Let $A=(a_{i_1\dots i_k})_{i_1,\dots,i_k=1}^n$ be a higher order cubic tensor or hypermatrix. The following two facts are well-known and are easy to prove:
${(\bf 1) }$ The dimension of the subspace of the completely symmetric tensors (that is, $a_{i_1\dots i_k}$ is the same for any permutation of $i_1,\dots,i_k$ ) is equal to the number of $k$ combinations with repetition = $\frac{(n+k-1)!}{k!(n-1)!}$.
${(\bf 2) }$ The dimension of the subspace of the completely skew-symmetric tensors (that is, $a_{i_1\dots i_k}$ only changes sign for odd permutations of $i_1,\dots,i_k$ ) is equal to the number of $k$ combinations = $\frac{n!}{k!(n-k)!}$.

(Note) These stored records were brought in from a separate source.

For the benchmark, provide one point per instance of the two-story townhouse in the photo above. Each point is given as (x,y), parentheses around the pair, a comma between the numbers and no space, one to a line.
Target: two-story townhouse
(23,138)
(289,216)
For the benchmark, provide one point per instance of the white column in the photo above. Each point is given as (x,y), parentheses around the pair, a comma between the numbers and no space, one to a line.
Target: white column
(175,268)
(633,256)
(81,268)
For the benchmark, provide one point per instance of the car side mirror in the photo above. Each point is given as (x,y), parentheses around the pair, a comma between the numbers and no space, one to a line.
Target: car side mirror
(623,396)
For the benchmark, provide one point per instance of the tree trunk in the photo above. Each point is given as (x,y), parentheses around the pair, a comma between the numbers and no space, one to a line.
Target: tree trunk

${\bf Question:}$ My question is, how to compute the dimensions in the cases between (1) and (3). Namely, what is the dimension of the subspace of tensors obtained by making some partial symmetrizations of $A$ and then making partial skew-symmetrizations of the result.
I do not know the answer even in the third-order case. For example, if we start from the subspace of the $n\times n\times n$ tensors and make the partial symmetrization $a_{i_1i_2i_3}\rightarrow (a_{i_1i_2i_3} + a_{i_2i_1i_3})/2$, then we obviously, obtain the subspace of dimension $\frac{n(n+1)}{2}n$. What is the dimension of the new subspace obtained by taking one more skew-symmetrization $a_{i_1i_2i_3}\rightarrow (a_{i_1i_2i_3} - a_{i_1i_3i_2})/2$? (that is, first we symmetrize the frontal slices, and then we skew-symmetrize the horizontal clises).
Is there a formula that gives the dimension of the image of the space of the $k$-th order tensors in terms of partial symmetrizations and skew-symmetrizations?